From: "Luck, Tony" <tony.luck@intel.com>
To: Fenghua Yu <fenghuay@nvidia.com>,
Reinette Chatre <reinette.chatre@intel.com>,
Maciej Wieczor-Retman <maciej.wieczor-retman@intel.com>,
Peter Newman <peternewman@google.com>,
James Morse <james.morse@arm.com>,
Babu Moger <babu.moger@amd.com>,
Drew Fustini <dfustini@baylibre.com>,
Dave Martin <Dave.Martin@arm.com>,
Anil Keshavamurthy <anil.s.keshavamurthy@intel.com>
Cc: linux-kernel@vger.kernel.org
Subject: Re: Region aware RDT options for resctrl
Date: Fri, 11 Apr 2025 13:56:26 -0700 [thread overview]
Message-ID: <Z_mB-gmQe_LR4FWP@agluck-desk3> (raw)
In-Reply-To: <Z_mBcnAcGzMMvfxV@agluck-desk3>
On Fri, Apr 11, 2025 at 01:54:12PM -0700, Luck, Tony wrote:
Add Cc: lkml
> A future CPU from Intel will implement "region aware" memory bandwidth
> monitoring and bandwidth allocation.

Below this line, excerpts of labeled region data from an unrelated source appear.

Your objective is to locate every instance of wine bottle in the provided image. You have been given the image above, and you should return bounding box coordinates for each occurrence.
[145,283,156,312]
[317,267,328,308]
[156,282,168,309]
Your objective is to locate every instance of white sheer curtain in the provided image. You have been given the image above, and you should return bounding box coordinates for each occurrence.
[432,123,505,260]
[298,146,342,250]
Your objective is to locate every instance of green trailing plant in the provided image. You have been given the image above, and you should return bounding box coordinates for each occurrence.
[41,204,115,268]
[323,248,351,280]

This will provide for more granular
> monitoring and control for heterogeneous memory configurations. BIOS
> will populate an ACPI table that describes which system physical address
> ranges belong to each region. E.g. for a two socket system with both
> DDR and CXL memory regions could be assigned like this:
>
> Region 0: Local DDR
> Region 1: Remote DDR
> Region 2: Local CXL
> Region 3: Remote CXL
>
> Details of the ACPI tables and MMIO registers in the "Intel(R)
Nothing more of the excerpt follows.